Book info and cover image via Goodreads, as is also the author info

Lisa’s pick this week is Home Baked: My Mom, Marijuana and the Stoning of San Francisco by Alia Volz, the memoir of a woman who’s mom provided medical marijuana via marijuana brownies for thousands of AIDS patients in San Francisco.

21 thoughts on “Shelf Control #179: Montaigne by Stefan Zweig

  1. First off, Zweig is a huge favourite of mine – I’ve read quite a bit and loved everything! This one was a relatively recent read and a particular favourite because I love Montaigne too, and Zweig’s book is informed by the world events through which he was living. So I recommend this one very much. Journeys, a collection of his travel writing, is very evocative. And if you need convincing that Zweig is no lightweight, Chess/Chess Story or Buchmendel will do that.

    Liked by 2 people

    1. Very glad to hear that. For me so far, he’s one who’s been on my list of authors to get to but which I haven’t yet, but am hoping to put that to rights soon. Montaigne I’m familiar with from college courses but yet to read more of him. Chess Story is on my list though I’m yet to get a copy, and I’ll be sure to look for journeys too. I know Pushkin has Chess Story but I’m not sure they have journeys.

      Liked by 2 people

  2. Oh, dear – fingerslip! I meant to say how amazingly relevant they still seem to our own world.
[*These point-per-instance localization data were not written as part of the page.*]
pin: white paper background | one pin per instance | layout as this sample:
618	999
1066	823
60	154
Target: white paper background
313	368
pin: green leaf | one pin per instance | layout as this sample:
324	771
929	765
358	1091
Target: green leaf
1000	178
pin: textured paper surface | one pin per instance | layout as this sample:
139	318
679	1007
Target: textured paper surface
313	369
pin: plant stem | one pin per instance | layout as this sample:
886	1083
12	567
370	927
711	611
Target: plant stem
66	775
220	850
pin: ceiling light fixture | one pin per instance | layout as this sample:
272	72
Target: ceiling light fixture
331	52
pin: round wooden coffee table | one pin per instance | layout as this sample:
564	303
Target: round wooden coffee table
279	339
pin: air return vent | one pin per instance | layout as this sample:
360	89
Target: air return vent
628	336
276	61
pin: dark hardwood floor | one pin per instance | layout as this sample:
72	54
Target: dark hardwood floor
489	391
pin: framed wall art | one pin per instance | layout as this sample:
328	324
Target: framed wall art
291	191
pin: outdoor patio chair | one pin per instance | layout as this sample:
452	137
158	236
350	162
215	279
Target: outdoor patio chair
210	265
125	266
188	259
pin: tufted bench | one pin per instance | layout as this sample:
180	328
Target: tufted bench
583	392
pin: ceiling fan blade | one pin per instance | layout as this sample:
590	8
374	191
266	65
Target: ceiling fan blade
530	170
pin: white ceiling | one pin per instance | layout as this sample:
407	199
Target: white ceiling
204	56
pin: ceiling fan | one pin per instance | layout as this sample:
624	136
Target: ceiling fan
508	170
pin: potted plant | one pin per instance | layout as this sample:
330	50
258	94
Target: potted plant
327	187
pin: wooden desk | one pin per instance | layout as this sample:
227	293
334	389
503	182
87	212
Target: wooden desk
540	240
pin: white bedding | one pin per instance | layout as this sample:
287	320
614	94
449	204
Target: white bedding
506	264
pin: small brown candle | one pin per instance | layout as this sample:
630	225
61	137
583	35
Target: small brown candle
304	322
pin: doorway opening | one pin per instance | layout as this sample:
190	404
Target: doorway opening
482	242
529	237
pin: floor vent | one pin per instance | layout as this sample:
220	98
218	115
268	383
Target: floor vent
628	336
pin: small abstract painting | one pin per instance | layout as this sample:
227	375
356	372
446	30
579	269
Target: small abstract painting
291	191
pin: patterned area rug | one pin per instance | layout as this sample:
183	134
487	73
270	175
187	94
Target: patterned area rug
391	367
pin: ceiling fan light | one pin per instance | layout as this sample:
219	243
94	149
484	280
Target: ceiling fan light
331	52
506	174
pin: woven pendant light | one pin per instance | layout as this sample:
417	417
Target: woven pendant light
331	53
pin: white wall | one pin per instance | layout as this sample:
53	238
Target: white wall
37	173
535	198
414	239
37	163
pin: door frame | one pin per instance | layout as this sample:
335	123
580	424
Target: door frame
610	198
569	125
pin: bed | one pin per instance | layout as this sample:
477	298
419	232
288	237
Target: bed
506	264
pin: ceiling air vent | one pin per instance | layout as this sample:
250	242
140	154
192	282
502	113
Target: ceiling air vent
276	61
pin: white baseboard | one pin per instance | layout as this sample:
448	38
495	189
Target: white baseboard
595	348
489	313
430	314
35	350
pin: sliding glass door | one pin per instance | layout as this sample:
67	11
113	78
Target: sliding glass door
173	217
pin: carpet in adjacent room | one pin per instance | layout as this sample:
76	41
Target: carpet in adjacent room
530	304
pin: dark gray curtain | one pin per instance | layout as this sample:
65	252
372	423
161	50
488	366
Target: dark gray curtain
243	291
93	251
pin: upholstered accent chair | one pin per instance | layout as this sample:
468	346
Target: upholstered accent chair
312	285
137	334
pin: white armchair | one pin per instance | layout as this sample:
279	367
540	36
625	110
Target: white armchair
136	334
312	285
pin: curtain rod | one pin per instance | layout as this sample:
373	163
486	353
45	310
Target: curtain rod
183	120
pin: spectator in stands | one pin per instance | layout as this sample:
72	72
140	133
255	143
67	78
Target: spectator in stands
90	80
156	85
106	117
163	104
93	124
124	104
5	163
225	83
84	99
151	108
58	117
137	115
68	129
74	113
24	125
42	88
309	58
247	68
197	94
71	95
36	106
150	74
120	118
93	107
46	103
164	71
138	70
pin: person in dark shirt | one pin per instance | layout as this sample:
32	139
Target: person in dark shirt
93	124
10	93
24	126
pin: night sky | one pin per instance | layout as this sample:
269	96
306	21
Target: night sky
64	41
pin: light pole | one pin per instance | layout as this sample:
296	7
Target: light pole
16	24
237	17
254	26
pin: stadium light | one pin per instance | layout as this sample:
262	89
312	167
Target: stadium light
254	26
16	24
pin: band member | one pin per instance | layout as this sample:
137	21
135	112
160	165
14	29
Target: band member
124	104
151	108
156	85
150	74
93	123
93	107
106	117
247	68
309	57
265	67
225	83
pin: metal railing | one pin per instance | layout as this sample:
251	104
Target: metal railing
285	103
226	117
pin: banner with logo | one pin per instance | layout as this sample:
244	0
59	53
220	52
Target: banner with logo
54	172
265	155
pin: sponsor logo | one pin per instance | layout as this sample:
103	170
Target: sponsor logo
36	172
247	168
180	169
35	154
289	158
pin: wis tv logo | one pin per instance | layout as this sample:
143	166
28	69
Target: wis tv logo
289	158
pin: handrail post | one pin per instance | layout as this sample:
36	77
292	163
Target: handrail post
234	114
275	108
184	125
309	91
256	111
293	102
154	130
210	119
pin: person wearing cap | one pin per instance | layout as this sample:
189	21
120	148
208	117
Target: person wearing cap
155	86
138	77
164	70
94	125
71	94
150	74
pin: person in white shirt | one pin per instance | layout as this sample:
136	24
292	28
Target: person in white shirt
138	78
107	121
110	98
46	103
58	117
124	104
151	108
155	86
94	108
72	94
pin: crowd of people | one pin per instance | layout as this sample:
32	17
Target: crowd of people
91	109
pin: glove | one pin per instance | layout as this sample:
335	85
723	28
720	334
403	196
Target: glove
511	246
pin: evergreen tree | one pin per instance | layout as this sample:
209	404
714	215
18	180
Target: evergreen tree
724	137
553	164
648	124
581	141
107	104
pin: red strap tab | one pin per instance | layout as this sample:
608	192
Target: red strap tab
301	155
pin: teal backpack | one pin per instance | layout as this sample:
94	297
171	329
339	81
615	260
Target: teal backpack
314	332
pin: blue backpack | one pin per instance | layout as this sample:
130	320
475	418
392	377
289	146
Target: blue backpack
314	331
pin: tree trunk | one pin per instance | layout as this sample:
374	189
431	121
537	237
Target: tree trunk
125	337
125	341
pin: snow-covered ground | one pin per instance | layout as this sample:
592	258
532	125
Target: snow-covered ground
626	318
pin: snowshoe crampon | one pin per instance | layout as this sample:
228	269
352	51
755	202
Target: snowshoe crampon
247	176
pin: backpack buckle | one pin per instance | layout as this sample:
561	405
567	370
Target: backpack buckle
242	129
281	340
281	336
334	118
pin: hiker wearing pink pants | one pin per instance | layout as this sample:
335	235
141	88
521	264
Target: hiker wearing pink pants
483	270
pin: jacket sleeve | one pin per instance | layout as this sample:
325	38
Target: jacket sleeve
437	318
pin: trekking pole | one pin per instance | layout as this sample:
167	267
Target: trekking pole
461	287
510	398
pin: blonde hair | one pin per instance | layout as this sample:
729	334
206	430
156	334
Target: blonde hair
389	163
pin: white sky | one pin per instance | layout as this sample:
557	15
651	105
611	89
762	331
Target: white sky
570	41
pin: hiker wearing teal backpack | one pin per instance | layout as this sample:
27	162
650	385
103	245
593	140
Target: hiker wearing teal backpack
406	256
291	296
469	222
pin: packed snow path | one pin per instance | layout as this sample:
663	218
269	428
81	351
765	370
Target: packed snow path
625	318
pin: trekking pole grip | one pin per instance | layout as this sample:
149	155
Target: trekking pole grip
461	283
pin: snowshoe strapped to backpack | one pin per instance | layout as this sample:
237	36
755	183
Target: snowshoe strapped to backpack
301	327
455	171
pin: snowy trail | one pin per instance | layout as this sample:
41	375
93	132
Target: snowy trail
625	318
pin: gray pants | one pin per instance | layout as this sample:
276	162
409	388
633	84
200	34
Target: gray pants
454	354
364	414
    My home town is Bath where Zweig lived for a while. One of my regular walks takes me past a plaque on a gatepost of the house where he lived commemorating him.

    Liked by 2 people

    1. Oh what fun that he lived so close to where you are. I knew he’d lived in England but not that it was Bath.

      The themes Zweig brings out as the description notes do certainly point to Montaigne’s relevance today, especially tolerance.

      Liked by 1 person

  3. I’ve enjoyed both Zweig’s Chess and his Burning Secret novellas, but haven’t considered his nonfiction before now. I’d be interested in what you had to say about this, especially since Karen is an aficionada of all his work!

    Liked by 1 person

    1. I have yet to get to Chess Story but do plan to. I’d heard quite a bit about his bios and kept meaning to try one, and bought Montaigne last year. I hope I can get to read it soon. Karen has got me wanting to look into his travel writings as well.

      Liked by 1 person

  4. No, another author whose been on my radar for a long time but I’ve still to read anything by him. This sounds interesting, but my tastes would run more to his fiction, I think – certainly to start with. Look forward to hearing what you think of it when you get to it!

    Liked by 2 people

    1. His fiction is on my get to list as well and I’d have probably ordinarily started with that as well but something I read about his bios got me interested in trying one, and I ended up picking one of these first.